NYSE sale has CME on hot seat
BY SANDRA GUY Business Reporterfirstname.lastname@example.org December 20, 2012 9:12PM
The S & P 500 trading pit is a fury of activity right at the close of the market at the Chicago Board of Trade on October 25, 2011. | Al Podgorski~Chicago Sun-Times
Updated: January 22, 2013 10:08AM
CME Group, the nation’s largest futures exchange operator based in Chicago, will have to up its game, possibly making a blockbuster acquisition of the Nasdaq stock market, now that it has a new competitor — the IntercontinentalExchange, experts and media reports say.
CME Group is the holding company of the Chicago Mercantile Exchange and the Chicago Board of Trade.
That’s not a unanimous opinion, however, as other experts say CME Group won’t even feel the impact of ICE’s announcement Thursday that it will buy the venerable 220-year-old New York Stock Exchange and its owner, NYSE Euronext, in an $8.2 billion deal.

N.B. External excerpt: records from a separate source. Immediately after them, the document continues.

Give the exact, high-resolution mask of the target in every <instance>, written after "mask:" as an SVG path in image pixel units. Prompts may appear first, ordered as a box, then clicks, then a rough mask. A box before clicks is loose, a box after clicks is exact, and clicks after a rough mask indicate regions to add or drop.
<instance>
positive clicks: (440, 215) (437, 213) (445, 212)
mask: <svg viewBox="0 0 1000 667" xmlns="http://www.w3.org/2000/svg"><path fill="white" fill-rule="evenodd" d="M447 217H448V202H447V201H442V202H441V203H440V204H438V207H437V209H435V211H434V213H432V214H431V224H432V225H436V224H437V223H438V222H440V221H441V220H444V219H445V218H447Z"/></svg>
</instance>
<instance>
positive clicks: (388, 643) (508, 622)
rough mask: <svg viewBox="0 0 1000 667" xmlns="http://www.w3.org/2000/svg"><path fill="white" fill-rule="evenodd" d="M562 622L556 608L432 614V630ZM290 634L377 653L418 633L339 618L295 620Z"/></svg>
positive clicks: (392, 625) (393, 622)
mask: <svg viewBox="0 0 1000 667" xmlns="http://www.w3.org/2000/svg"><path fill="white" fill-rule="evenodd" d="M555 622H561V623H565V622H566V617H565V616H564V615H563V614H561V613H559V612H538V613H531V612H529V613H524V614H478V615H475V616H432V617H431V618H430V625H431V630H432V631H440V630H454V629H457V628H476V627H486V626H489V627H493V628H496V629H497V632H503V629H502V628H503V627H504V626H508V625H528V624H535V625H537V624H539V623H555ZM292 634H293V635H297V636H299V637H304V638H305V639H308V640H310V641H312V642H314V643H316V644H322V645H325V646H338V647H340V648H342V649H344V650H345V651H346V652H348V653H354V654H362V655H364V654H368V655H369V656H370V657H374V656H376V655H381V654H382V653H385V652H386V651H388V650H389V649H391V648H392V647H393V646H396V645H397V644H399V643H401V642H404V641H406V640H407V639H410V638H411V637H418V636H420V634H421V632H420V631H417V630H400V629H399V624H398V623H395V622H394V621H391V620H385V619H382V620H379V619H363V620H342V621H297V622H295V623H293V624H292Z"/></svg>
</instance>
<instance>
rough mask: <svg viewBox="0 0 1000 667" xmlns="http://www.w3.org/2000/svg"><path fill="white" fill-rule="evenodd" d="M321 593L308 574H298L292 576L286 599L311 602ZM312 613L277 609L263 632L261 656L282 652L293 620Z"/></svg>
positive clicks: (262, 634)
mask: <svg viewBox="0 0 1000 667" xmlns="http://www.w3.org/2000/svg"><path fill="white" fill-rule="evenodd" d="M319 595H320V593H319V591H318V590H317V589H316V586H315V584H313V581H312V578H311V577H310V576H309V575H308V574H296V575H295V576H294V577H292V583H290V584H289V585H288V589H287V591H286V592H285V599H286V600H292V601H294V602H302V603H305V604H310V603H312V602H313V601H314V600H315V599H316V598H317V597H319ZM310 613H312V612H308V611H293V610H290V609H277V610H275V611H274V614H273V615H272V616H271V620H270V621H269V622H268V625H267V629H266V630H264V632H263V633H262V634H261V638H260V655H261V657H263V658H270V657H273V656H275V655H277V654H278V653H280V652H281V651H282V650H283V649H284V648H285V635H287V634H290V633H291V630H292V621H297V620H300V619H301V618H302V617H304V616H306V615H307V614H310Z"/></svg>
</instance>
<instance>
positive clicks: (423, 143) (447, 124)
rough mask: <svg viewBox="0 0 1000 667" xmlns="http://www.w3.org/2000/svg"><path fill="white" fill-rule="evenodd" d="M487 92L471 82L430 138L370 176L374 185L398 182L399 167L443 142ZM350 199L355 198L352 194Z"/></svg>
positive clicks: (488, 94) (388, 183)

A CME spokesman said the company had no comment.
The Atlanta-based ICE, considered by many a 12-year-old upstart known for its electronic trading platform and dealing in investing contracts known as futures, has quickly gobbled up a wide array of exchanges. Indeed, ICE is no stranger to CME Group, since ICE tried unsuccessfully to prevent the merger of the Chicago Board of Trade and the Chicago Mercantile Exchange five years ago.
The most dire warning about CME Group’s ability to compete against the newly emboldened ICE came from Barron’s magazine columnist Steve Sears, who wrote that the deal poses a “great threat” to CME.
Crain’s New York Business reporter Aaron Elstein speculated that CME Group might be interested in acquiring the Nasdaq to counter the increased competition.
Analysts were less concerned about CME Group’s resiliency, even though CME has been battered for more than a year by leadership tumult, low-volume trading and the MF Global scandal, among other issues.
“ICE is operating from a position of strength, and this deal (buying the New York Stock Exchange) will make (ICE) even more competitive and rachet up the competition in the derivatives business,” said Morningstar analyst Gaston Ceron.
“Is it going to sink the CME? No,” Ceron said. “But it’s never good to see one of your big competitors get better.”
The New York Stock Exchange takeover will give ICE, which already has built a global commodities business, a strategic boost in the derivatives market.
The key part of the commodities strategy is ICE’s takeover of Liffe, Europe’s second-largest derivatives market. Liffe is considered the “crown jewel” of NYSE Euronext partly because it is a futures exchange, analysts say. Futures have more pricing power than do stocks because futures contracts must be bought and sold in the same place, while stocks can be bought and sold on any exchange.
Other analysts think CME Group won’t be affected at all.
Rich Repetto, a principal at Chicago-based broker-dealer and investment banking firm Sandler O’Neill, said Thursday, “It’s just a change in ownership of a [CME Group] competitor.
Craig Pirrong, a professor of finance at the University of Houston, said Liffe tried several years ago to compete with CME Group “and got its head handed back to it.”
“It is very difficult for any new entrant to compete with an entity [such as CME Group] that has large liquidity,” Pirrong said. “This doesn’t change the competitive landscape that much.”
The takeover of the New York Stock Exchange by itself is a signature moment, analysts said, showing how the NYSE’s clout has dwindled amid technological and regulatory changes. Indeed, the $8 billion sale is $3 billion less than the NYSE would have fetched in a proposed takeover just last year.